Osteoclast indices in osteogenesis imperfecta: systematic review and meta-analysis

Background: Osteogenesis imperfecta (OI) is a rare bone fragility disorder caused by mutations in genes that encode collagen type I or affect its processing. Alterations in bone resorbing osteoclasts were suggested to contribute to OI pathophysiology. We aimed to systematically identify studies reporting measures of osteoclast formation and function in patients and mouse models of OI, to quantify OI-induced changes. Results: The systematic search of Medline, OVID and Web of Science identified 798 unique studies. After screening, we included for meta-analysis 23 studies reporting osteoclast parameters in 310 OI patients of 9 different types and 16 studies reporting osteoclast parameters in 406 animals of 11 different OI mouse models. The standardized mean difference was used as the effect size, random effects meta-analysis was performed using R-studio. In OI patients, collagen degradation markers were significantly higher in patients with OI compared to age-matched control with the effect size of 1.23 [Confidence interval (CI): 0.36, 2.10]. Collagen degradation markers were the most elevated in the 3 to 7-year-old age group, and in patients with more severe forms of OI. Bone histomorphometry demonstrated the trends for higher osteoclast numbers, 1.16 [CI: -0.22, 2.55], and osteoclast surface, 0.43 [CI: -0.63; 1.49], and significantly higher eroded surface, 3.24 [CI: 0.51, 5.96] compared to the aged-match control.
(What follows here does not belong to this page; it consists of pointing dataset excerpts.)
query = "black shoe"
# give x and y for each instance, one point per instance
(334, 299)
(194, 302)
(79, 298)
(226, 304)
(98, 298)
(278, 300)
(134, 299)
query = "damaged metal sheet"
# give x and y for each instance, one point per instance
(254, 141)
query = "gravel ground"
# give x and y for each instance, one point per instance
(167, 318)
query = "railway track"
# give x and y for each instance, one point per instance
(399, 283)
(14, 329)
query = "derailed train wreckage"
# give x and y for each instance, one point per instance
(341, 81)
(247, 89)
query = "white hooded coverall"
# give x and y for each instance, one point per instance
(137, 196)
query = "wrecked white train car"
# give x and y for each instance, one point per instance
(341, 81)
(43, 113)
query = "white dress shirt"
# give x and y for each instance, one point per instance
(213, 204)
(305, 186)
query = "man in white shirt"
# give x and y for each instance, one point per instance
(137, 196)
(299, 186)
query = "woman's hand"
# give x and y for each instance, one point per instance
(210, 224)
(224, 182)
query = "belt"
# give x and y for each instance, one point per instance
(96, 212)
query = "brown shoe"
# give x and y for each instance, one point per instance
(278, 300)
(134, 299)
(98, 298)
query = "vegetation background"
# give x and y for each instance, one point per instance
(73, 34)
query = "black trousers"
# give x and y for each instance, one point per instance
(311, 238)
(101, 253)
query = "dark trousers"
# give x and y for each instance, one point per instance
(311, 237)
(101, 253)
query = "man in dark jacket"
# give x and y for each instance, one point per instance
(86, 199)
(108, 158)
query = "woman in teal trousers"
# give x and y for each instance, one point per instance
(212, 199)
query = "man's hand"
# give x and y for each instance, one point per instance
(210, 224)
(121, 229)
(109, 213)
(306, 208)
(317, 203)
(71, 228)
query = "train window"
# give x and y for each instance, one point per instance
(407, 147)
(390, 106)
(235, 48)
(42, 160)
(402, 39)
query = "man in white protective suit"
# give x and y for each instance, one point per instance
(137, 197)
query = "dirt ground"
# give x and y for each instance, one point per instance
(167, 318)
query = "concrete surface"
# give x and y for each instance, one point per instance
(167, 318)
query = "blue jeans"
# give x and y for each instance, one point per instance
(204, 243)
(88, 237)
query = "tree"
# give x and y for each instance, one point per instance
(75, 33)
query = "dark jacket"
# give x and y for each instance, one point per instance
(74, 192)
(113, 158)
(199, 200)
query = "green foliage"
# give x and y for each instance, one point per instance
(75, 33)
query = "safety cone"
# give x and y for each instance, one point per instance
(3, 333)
In OI mice, meta-analysis demonstrated significant increases in collagen degradation markers, 1.59 [CI: 1.07, 2.11]; in osteoclast numbers, 0.94 [CI: 0.50, 1.39], osteoclast surface, 0.73 [CI:0.22, 1.23], and eroded surface 1.31[CI: 0.54, 2.08]. The largest differences were in OI mice with the mutations in Col1a1 and Col1a2 genes. There were no differences between males and females in clinical or animal studies. Conclusions: Quantitative estimates of changes in osteoclast indices and their variance for patients with OI are important for planning future studies. We confirmed that similar changes are observed in mice with OI, supporting their translational utility.